A 21st Century Nonprofit Board of Directors – A Volunteer Director’s View

A 21st Century Nonprofit Board of Directors – A Volunteer Director’s View

By: Eugene Fram

Following are my estimates of the attributes a nonprofit board needs to be considered a high performing board in the 21st century.

Has organizational professionalism, flexibility & efficiency
• Operating managers consider themselves primarily professional managers, not mission specialists.
• The board chair and the operating CEO have a trusting relationship and a clear understanding of the responsibilities each has. Management’s responsibilities are clearly clarified.
• The board and managers constantly look for more effective and efficient ways to serve its clients.
• The board is a continuing source of out-of-the-box (generative) thinking.

Has a simplified organization structure
• Only three to five standing board committees have been established
• All other issues that need study are handled by board-staff ad hoc groups or task forces,
• Board meetings focus on strategic issues over operational minutiae
• Board is constantly alert to the dangers of micromanagement.
• Keeps directors involved while they focus on strategy development, planning and generative thinking. (These activities are not as inherently interesting as overviewing operating activities.) The board chair and management have to make certain that board members perceive strategy development, planning and generative thinking are making contributions to the organization.
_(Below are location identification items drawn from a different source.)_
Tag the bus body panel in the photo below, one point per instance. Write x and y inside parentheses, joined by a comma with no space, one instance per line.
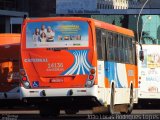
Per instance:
(60,70)
(9,66)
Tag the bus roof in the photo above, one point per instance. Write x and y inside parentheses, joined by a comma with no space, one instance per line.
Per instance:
(98,23)
(9,38)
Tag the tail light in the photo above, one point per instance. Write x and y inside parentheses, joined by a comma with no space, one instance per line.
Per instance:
(91,77)
(24,79)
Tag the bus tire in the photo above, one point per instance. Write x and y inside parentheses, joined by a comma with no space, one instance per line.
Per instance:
(110,110)
(131,104)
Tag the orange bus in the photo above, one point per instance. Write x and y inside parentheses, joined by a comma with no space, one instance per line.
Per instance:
(76,63)
(9,66)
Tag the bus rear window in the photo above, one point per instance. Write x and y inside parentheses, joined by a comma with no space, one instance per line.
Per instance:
(57,34)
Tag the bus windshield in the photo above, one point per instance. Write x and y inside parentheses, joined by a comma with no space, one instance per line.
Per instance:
(57,34)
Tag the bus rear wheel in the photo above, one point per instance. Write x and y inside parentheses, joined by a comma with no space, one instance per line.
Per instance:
(130,106)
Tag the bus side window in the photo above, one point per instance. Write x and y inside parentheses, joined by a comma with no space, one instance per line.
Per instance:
(111,47)
(125,46)
(99,48)
(134,50)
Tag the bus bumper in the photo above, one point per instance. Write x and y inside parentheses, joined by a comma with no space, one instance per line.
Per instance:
(58,92)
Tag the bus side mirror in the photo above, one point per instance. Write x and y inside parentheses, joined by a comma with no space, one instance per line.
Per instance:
(141,55)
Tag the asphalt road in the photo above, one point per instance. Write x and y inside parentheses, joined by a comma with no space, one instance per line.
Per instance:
(137,114)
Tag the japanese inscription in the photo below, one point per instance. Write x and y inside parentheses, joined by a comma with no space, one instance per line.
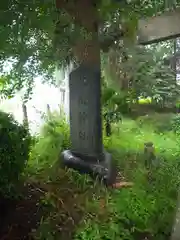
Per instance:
(85,114)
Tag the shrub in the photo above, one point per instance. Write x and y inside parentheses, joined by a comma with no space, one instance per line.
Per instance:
(54,138)
(14,151)
(175,123)
(159,122)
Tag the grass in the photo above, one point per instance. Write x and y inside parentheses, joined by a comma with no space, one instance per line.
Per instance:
(79,209)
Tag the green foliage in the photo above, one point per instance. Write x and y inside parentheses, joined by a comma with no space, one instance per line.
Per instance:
(176,123)
(146,209)
(159,122)
(14,152)
(54,137)
(141,72)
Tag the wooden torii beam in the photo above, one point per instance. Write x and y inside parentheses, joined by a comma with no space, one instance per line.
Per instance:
(159,28)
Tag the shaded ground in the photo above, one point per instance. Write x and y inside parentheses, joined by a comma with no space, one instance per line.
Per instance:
(18,218)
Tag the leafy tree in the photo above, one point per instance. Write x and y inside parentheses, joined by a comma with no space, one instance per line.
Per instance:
(144,73)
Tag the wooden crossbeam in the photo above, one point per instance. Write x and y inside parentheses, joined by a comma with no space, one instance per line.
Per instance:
(162,27)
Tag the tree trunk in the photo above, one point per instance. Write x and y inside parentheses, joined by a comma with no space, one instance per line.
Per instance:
(25,115)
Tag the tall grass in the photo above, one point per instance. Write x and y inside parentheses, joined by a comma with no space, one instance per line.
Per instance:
(146,209)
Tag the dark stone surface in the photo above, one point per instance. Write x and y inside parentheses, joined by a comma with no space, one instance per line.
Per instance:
(87,155)
(85,113)
(104,171)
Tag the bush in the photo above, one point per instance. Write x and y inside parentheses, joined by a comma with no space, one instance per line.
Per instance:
(54,138)
(175,123)
(159,122)
(14,151)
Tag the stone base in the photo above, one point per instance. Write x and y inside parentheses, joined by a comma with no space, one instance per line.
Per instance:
(105,171)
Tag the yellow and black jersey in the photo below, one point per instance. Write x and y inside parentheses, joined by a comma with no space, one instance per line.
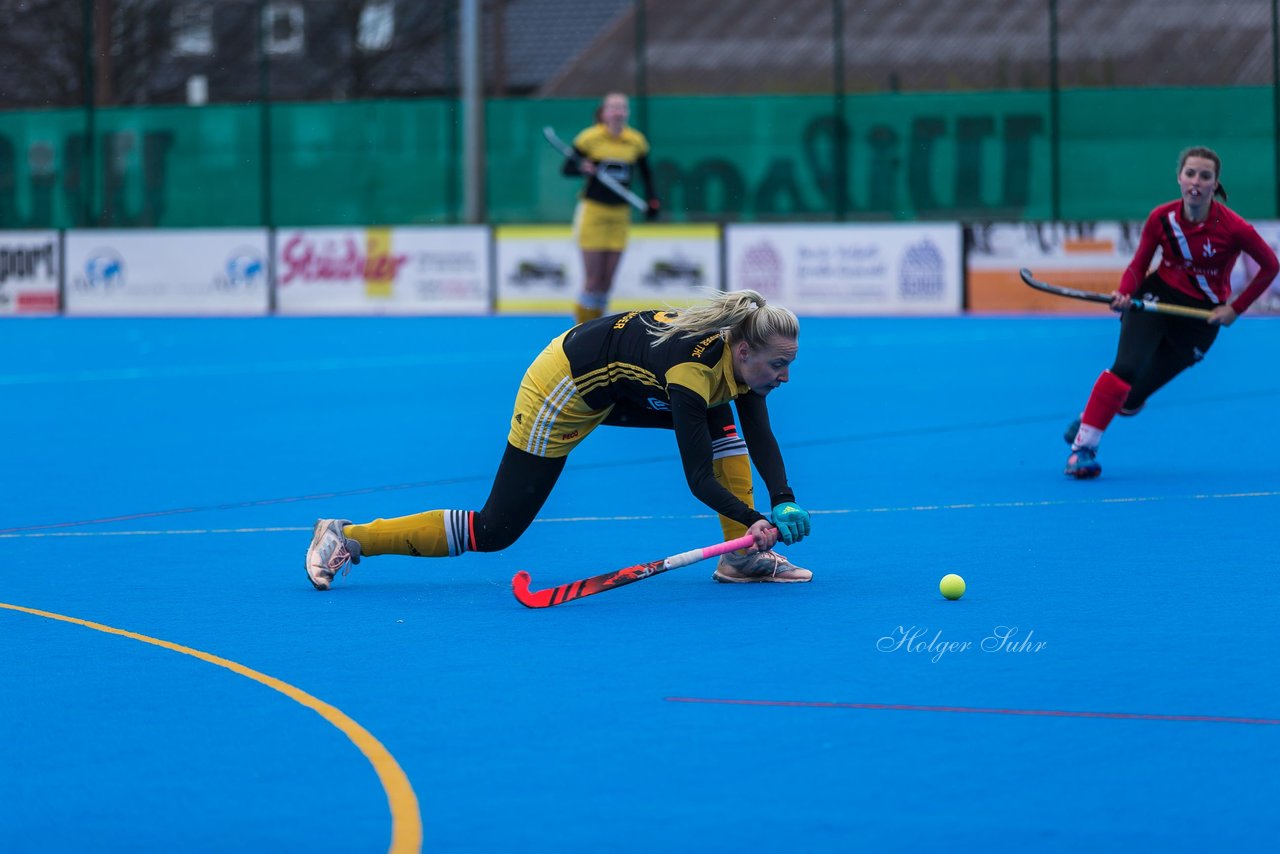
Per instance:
(615,364)
(620,156)
(615,361)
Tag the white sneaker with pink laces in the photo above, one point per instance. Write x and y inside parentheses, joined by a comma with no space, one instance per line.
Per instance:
(748,567)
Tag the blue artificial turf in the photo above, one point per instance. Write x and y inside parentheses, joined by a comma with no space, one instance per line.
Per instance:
(161,478)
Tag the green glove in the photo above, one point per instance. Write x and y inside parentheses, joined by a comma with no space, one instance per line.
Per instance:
(791,521)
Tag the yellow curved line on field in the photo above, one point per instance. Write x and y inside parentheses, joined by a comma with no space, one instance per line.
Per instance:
(406,820)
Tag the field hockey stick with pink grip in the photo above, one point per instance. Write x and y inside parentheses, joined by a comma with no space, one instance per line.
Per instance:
(617,578)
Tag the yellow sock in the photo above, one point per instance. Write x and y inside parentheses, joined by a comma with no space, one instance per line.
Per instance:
(735,474)
(437,533)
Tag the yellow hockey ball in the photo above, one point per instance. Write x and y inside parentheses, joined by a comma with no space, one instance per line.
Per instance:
(951,585)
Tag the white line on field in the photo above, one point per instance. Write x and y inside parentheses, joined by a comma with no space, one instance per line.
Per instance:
(560,520)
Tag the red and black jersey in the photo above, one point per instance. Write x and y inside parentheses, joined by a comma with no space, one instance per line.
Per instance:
(1197,257)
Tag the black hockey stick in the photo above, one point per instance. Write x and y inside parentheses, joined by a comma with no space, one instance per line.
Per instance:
(603,177)
(1093,296)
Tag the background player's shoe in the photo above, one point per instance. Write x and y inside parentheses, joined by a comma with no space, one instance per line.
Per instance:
(758,566)
(1083,464)
(329,552)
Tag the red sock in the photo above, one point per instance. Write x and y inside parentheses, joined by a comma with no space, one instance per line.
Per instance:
(1107,397)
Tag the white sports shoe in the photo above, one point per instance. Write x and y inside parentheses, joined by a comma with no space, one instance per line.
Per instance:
(759,566)
(330,552)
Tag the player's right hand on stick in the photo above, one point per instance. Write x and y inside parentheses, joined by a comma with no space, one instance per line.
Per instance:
(791,521)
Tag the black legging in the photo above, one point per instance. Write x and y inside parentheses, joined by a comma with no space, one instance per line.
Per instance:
(1155,348)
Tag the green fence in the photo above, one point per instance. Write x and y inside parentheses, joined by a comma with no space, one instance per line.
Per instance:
(894,156)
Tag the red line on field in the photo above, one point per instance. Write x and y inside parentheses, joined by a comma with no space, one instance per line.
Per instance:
(964,709)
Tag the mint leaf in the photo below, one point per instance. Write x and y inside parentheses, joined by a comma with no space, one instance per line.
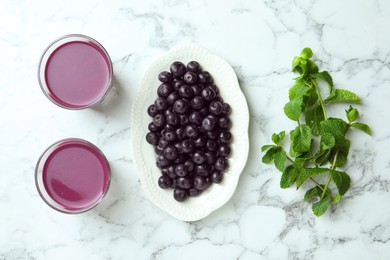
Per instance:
(352,114)
(342,95)
(297,65)
(269,155)
(293,109)
(266,147)
(300,139)
(325,76)
(312,193)
(335,126)
(320,207)
(322,157)
(342,181)
(280,158)
(288,177)
(307,173)
(277,138)
(363,127)
(313,117)
(342,151)
(327,141)
(306,53)
(298,90)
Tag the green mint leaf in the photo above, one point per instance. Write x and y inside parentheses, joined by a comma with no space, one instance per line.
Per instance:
(288,177)
(342,181)
(298,65)
(335,126)
(306,53)
(311,67)
(337,198)
(269,155)
(266,147)
(278,138)
(325,76)
(298,90)
(352,114)
(342,95)
(342,151)
(280,158)
(320,207)
(363,127)
(293,109)
(312,193)
(300,139)
(322,157)
(306,173)
(327,141)
(313,117)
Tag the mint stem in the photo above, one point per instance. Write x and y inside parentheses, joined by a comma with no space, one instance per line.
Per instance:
(320,98)
(330,175)
(311,178)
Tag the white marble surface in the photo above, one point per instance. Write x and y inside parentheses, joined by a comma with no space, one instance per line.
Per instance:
(259,39)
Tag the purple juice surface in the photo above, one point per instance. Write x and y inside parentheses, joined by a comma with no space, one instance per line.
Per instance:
(76,176)
(77,74)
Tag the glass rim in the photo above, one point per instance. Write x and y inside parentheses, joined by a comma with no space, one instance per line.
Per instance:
(49,50)
(39,183)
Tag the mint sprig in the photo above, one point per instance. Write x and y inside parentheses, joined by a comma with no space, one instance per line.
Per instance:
(318,145)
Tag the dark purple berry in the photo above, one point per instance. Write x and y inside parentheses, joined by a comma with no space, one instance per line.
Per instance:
(181,170)
(170,153)
(159,120)
(197,102)
(152,138)
(164,182)
(217,176)
(215,107)
(183,183)
(190,78)
(205,77)
(178,69)
(208,123)
(193,66)
(199,182)
(198,157)
(161,104)
(152,111)
(180,106)
(186,92)
(180,195)
(208,93)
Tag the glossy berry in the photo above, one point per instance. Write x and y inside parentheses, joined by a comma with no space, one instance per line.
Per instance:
(190,78)
(181,170)
(165,76)
(193,66)
(199,182)
(159,120)
(152,138)
(205,77)
(180,194)
(180,106)
(164,182)
(197,102)
(178,69)
(152,111)
(161,104)
(164,90)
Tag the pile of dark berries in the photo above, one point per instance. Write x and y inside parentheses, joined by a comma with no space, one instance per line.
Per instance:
(189,130)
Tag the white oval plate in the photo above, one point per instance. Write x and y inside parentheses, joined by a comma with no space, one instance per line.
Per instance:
(216,195)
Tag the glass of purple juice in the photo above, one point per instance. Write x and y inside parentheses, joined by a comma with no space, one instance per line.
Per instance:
(75,72)
(72,175)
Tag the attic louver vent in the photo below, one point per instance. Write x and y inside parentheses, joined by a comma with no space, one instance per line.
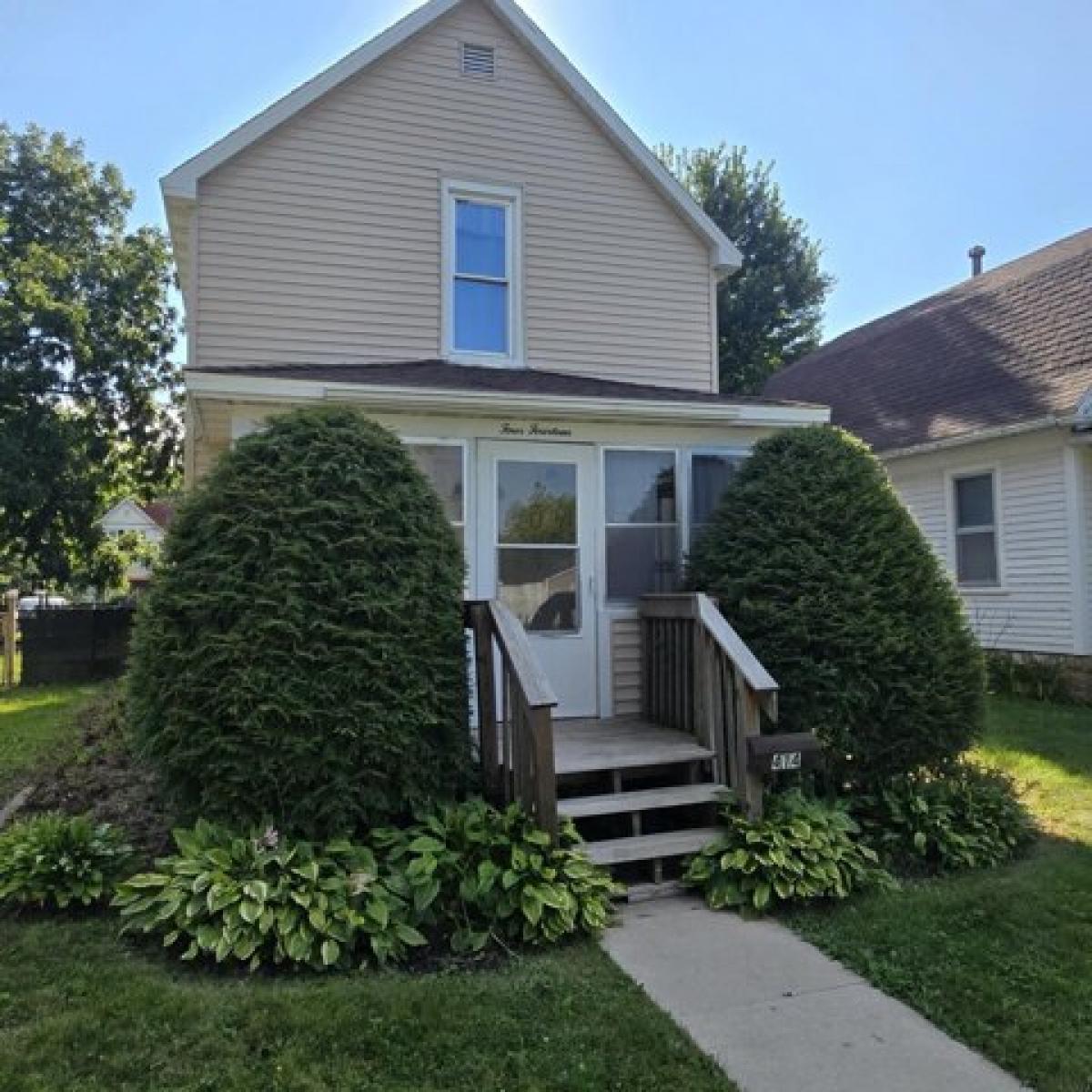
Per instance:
(479,60)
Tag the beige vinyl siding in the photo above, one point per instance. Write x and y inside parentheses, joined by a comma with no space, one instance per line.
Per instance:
(321,243)
(1033,609)
(626,666)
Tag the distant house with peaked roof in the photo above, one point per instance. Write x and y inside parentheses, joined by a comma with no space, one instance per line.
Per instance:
(150,521)
(980,401)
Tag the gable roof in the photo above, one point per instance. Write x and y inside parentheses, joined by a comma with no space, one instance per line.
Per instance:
(179,187)
(1006,349)
(157,513)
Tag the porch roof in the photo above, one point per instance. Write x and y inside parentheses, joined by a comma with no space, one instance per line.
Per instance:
(438,375)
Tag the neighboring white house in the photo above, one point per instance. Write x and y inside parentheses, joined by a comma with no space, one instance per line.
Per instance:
(148,521)
(452,230)
(978,401)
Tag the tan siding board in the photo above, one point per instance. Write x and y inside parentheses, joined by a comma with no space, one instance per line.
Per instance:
(322,239)
(626,665)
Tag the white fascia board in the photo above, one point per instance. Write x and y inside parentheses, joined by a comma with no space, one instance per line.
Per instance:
(483,403)
(998,432)
(183,181)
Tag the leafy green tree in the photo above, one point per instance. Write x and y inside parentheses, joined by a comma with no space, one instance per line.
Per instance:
(88,393)
(814,561)
(770,312)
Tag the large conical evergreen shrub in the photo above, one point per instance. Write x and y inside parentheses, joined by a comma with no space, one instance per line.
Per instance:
(824,572)
(300,654)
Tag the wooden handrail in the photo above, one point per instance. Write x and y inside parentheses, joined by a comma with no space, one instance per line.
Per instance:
(517,746)
(700,677)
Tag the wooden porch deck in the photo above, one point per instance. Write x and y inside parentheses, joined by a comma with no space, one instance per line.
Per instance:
(589,745)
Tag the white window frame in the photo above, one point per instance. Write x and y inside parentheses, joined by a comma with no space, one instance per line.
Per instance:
(740,451)
(511,197)
(682,500)
(951,480)
(432,441)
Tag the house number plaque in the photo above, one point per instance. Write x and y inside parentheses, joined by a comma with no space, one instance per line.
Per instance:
(533,429)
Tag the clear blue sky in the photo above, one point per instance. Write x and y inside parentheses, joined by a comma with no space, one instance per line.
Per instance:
(902,130)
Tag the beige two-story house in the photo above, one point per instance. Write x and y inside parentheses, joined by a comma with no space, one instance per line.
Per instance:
(452,230)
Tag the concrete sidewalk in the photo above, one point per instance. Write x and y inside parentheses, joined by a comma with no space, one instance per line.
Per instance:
(778,1015)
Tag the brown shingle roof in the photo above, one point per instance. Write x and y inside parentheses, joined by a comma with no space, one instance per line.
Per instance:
(159,511)
(443,375)
(1009,347)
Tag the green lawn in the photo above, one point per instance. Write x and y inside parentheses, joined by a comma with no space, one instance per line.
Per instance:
(81,1010)
(34,721)
(1002,960)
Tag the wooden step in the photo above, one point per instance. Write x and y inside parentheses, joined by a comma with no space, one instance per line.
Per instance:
(644,800)
(676,844)
(605,746)
(643,893)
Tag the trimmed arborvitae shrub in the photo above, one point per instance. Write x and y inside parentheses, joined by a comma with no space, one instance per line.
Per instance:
(300,652)
(824,572)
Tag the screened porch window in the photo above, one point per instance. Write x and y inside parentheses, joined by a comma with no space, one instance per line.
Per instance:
(976,531)
(642,523)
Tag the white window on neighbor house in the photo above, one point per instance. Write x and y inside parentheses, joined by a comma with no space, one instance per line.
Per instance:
(443,464)
(711,473)
(481,298)
(642,531)
(976,507)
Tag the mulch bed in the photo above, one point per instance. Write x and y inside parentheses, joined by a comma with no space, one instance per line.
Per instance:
(101,775)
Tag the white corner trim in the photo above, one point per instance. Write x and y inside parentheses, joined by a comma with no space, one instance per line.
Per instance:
(1074,470)
(951,475)
(261,389)
(183,181)
(999,432)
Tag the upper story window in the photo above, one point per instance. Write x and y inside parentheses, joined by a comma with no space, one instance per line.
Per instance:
(480,272)
(976,530)
(442,463)
(711,472)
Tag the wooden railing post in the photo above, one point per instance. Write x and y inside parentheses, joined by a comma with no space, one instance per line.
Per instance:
(10,634)
(517,751)
(485,674)
(545,779)
(700,677)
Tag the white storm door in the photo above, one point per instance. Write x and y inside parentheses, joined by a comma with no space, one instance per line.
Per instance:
(536,552)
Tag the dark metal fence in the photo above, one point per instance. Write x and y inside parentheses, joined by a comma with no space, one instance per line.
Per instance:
(75,644)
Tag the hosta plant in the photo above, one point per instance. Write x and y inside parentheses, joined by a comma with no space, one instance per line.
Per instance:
(803,849)
(266,900)
(965,817)
(483,876)
(57,861)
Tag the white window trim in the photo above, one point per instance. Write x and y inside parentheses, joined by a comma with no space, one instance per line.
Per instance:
(623,607)
(511,199)
(468,525)
(435,441)
(951,478)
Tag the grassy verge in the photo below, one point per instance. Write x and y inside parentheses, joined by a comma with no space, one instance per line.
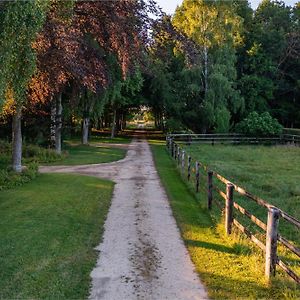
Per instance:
(231,268)
(88,154)
(271,173)
(49,228)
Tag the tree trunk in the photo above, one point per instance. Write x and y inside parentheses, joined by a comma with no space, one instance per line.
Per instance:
(53,123)
(17,140)
(85,130)
(205,69)
(58,124)
(113,127)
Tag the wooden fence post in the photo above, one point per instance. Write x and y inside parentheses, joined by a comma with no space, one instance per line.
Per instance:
(229,208)
(182,161)
(175,151)
(189,167)
(209,188)
(271,242)
(197,165)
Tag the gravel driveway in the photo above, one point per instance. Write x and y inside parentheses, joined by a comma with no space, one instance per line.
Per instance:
(142,255)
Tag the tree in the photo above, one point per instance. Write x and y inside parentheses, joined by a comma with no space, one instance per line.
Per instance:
(216,28)
(20,23)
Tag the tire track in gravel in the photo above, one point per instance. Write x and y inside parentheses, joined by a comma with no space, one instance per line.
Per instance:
(142,255)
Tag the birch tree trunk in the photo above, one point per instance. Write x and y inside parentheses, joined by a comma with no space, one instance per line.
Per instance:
(205,69)
(53,123)
(85,130)
(17,140)
(58,124)
(113,127)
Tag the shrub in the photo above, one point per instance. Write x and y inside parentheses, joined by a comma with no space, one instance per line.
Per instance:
(32,155)
(259,125)
(10,179)
(38,154)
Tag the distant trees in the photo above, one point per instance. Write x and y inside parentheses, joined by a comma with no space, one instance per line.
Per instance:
(244,61)
(56,52)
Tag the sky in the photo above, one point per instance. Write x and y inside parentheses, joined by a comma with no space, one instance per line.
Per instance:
(169,6)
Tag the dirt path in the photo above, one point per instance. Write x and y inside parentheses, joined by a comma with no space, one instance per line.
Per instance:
(142,255)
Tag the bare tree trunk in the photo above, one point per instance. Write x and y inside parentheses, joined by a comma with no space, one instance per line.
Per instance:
(85,130)
(113,127)
(205,69)
(17,140)
(53,123)
(58,124)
Has a trusting relationship between board management & staff
• Each group has a well-understood role.
• Each understands the others deserve respect and are persons of good will trying to meet the needs of clients.
• Measures of outcomes for management and staff are considered robust but fair.

Has Active Audit or Assessment Committee
• Members are comfortable with reviewing financial & management issues.
• Knows how to meet effectively with external and internal auditors
• Signals to all concerned that the board is active in preventing fraud.